Cosa hai provato quando hai fatto il primo record?

Come è normale che sia, Il primo record è quello che da più soddisfazioni:il lavoro speso e l’impegno dedicato sono fuori misura e la paura di non farcela è anch’essa enorme. Lo sogni per anni e quando arriva ti imprime nella mente ogni dettaglio; ancora oggi ricordo benissimo il vortice di emozioni, i suoni e le parole di chi mi era intorno. Anche l’ultimo record lo ricordo molto bene, ho raggiunto la profondità massima di ben 160 metri.

 

Rispetto a Maiorca come si è evoluta la tua tecnica?

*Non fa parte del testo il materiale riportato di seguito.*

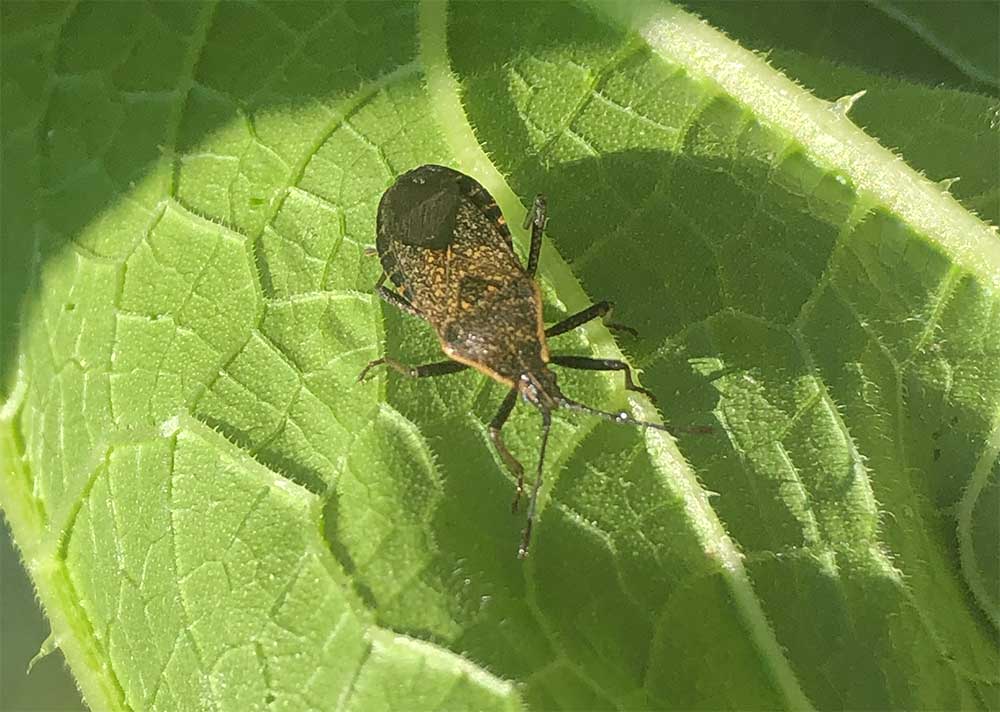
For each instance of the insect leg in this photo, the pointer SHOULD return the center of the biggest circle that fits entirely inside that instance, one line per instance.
(598, 309)
(512, 464)
(536, 219)
(396, 299)
(441, 368)
(522, 550)
(586, 363)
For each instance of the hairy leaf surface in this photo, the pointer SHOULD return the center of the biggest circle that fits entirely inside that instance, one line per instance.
(216, 514)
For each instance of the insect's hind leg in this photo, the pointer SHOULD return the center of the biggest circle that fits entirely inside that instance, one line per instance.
(512, 464)
(601, 309)
(427, 370)
(586, 363)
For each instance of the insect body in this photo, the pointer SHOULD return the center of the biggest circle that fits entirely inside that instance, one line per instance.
(444, 244)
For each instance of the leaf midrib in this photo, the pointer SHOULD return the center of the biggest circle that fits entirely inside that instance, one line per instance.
(443, 90)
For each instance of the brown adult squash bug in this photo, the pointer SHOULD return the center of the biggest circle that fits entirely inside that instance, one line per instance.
(446, 247)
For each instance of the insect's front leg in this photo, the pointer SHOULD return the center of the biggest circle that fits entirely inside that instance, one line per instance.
(441, 368)
(601, 309)
(512, 464)
(395, 298)
(586, 363)
(536, 218)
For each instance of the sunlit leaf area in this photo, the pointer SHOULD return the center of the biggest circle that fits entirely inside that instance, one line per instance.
(792, 204)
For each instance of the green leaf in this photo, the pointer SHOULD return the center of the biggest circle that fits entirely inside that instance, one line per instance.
(215, 513)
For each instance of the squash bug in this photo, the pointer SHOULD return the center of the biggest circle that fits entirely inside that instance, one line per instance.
(446, 247)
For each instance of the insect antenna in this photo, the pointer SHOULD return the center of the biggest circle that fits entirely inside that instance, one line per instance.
(522, 550)
(626, 419)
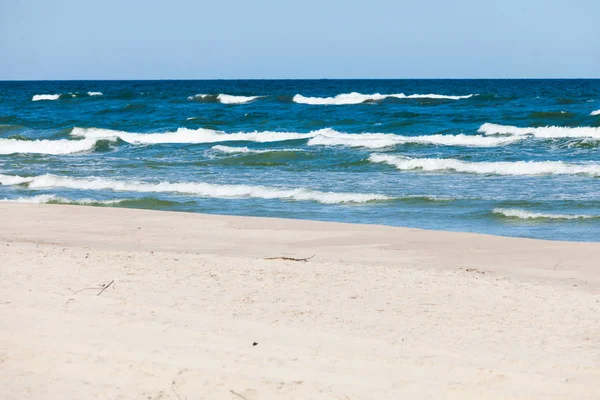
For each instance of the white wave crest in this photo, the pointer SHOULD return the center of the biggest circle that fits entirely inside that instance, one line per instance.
(547, 132)
(246, 150)
(322, 137)
(490, 168)
(51, 198)
(184, 135)
(227, 98)
(522, 214)
(357, 98)
(193, 188)
(55, 147)
(39, 97)
(381, 140)
(198, 96)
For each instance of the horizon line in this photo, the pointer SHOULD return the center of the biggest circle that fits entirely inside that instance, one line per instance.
(289, 79)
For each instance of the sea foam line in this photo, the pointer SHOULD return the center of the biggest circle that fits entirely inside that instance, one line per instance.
(322, 137)
(227, 98)
(54, 147)
(51, 198)
(547, 132)
(246, 150)
(381, 140)
(523, 214)
(357, 98)
(488, 168)
(192, 188)
(39, 97)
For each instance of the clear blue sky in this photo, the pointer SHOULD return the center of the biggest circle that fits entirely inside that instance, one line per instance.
(199, 39)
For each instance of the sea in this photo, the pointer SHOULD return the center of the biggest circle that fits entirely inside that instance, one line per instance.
(505, 157)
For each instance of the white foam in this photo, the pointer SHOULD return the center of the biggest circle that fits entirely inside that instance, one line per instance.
(184, 135)
(39, 97)
(198, 96)
(51, 198)
(493, 168)
(357, 98)
(246, 150)
(522, 214)
(547, 132)
(381, 140)
(227, 98)
(320, 137)
(55, 147)
(192, 188)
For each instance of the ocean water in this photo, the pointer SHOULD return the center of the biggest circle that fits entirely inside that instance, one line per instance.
(506, 157)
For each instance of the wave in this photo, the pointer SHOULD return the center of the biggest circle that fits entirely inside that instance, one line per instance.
(54, 147)
(321, 137)
(522, 214)
(191, 136)
(39, 97)
(246, 150)
(381, 140)
(192, 188)
(547, 132)
(225, 98)
(488, 168)
(53, 199)
(357, 98)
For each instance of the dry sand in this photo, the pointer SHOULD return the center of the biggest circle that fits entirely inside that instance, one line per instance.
(378, 313)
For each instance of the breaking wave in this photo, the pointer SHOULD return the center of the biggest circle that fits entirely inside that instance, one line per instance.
(54, 147)
(185, 135)
(224, 98)
(53, 199)
(381, 140)
(488, 168)
(522, 214)
(357, 98)
(322, 137)
(547, 132)
(39, 97)
(246, 150)
(192, 188)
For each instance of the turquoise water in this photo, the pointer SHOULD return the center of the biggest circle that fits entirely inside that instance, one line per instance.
(506, 157)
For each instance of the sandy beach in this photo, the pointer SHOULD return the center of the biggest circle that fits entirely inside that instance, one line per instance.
(207, 307)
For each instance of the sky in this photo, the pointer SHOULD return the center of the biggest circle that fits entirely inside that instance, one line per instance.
(227, 39)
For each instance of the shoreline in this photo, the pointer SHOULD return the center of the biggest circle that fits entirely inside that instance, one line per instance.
(128, 303)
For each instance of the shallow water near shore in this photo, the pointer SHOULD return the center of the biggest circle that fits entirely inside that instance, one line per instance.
(506, 157)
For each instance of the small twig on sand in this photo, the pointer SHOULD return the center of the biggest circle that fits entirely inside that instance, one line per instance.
(291, 258)
(105, 287)
(475, 270)
(238, 395)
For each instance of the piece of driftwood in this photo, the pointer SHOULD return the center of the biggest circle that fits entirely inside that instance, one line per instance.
(105, 287)
(475, 270)
(238, 395)
(101, 288)
(291, 258)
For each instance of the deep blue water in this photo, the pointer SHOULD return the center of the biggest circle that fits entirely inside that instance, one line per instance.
(435, 161)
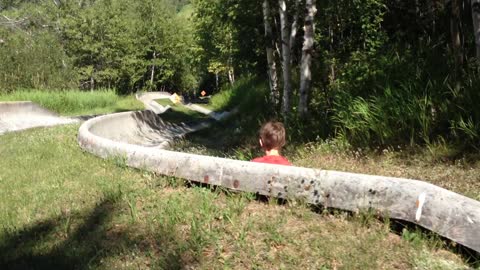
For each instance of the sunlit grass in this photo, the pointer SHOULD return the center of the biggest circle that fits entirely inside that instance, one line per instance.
(64, 208)
(76, 102)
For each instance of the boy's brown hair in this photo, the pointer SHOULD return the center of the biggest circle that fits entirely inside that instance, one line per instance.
(272, 135)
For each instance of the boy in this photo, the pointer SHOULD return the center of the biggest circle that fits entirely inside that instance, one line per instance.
(272, 139)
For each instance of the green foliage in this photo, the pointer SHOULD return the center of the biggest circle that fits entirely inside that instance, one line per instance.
(123, 44)
(76, 102)
(33, 60)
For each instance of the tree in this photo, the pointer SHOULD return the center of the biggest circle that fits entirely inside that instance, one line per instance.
(306, 61)
(269, 44)
(456, 35)
(476, 25)
(286, 54)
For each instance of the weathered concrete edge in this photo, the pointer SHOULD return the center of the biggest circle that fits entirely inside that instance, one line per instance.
(447, 213)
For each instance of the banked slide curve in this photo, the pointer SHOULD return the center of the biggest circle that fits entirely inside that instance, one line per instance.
(141, 138)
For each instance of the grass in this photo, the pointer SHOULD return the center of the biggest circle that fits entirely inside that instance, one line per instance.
(76, 102)
(178, 113)
(64, 208)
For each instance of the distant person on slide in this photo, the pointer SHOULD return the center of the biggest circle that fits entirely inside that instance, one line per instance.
(272, 139)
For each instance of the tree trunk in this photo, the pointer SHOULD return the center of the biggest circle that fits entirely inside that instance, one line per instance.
(455, 31)
(287, 88)
(476, 25)
(272, 68)
(152, 75)
(231, 76)
(293, 32)
(307, 49)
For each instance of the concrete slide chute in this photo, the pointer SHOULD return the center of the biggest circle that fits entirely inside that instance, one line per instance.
(447, 213)
(142, 139)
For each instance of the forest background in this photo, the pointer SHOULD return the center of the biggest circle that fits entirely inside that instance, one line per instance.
(367, 72)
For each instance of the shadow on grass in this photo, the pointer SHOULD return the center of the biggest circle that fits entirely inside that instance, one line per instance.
(94, 240)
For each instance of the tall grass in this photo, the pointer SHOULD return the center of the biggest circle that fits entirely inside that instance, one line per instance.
(75, 101)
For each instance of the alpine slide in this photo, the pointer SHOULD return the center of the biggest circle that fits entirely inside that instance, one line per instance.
(142, 138)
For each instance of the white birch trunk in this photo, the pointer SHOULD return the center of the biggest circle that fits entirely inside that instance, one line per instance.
(287, 88)
(272, 68)
(294, 29)
(307, 49)
(152, 74)
(476, 25)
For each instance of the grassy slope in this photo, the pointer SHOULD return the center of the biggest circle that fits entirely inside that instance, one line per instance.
(61, 207)
(75, 102)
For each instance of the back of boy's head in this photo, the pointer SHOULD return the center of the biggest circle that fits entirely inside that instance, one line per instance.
(272, 135)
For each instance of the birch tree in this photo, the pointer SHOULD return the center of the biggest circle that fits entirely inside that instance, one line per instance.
(455, 31)
(476, 25)
(306, 61)
(286, 54)
(272, 68)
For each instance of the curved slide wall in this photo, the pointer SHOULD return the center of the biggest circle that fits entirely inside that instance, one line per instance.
(139, 137)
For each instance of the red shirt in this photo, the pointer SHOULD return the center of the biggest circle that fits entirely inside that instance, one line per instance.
(273, 160)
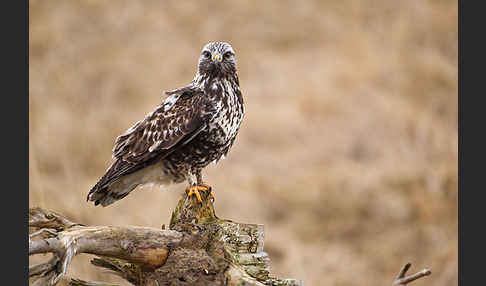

Cosa hai migliorato o sviluppato negli anni?

Enzo Maiorca e Jacques Mayol vivevano l’apnea con stile diverso. Maiorca con più preparazione fisica, allenamento e raffinamento della tecnica, mentre Mayol con l’uso di metodi mentali volti alla padronanza del corpo. Quello che ho fatto è stato semplicemente unire le due discipline ed è quello che tutto sommato si continua a fare oggi, ovviamente ogni atleta con modi propri.

 

Qual è la sensazione fisica durante una profondità importante e come sconfiggi la paura?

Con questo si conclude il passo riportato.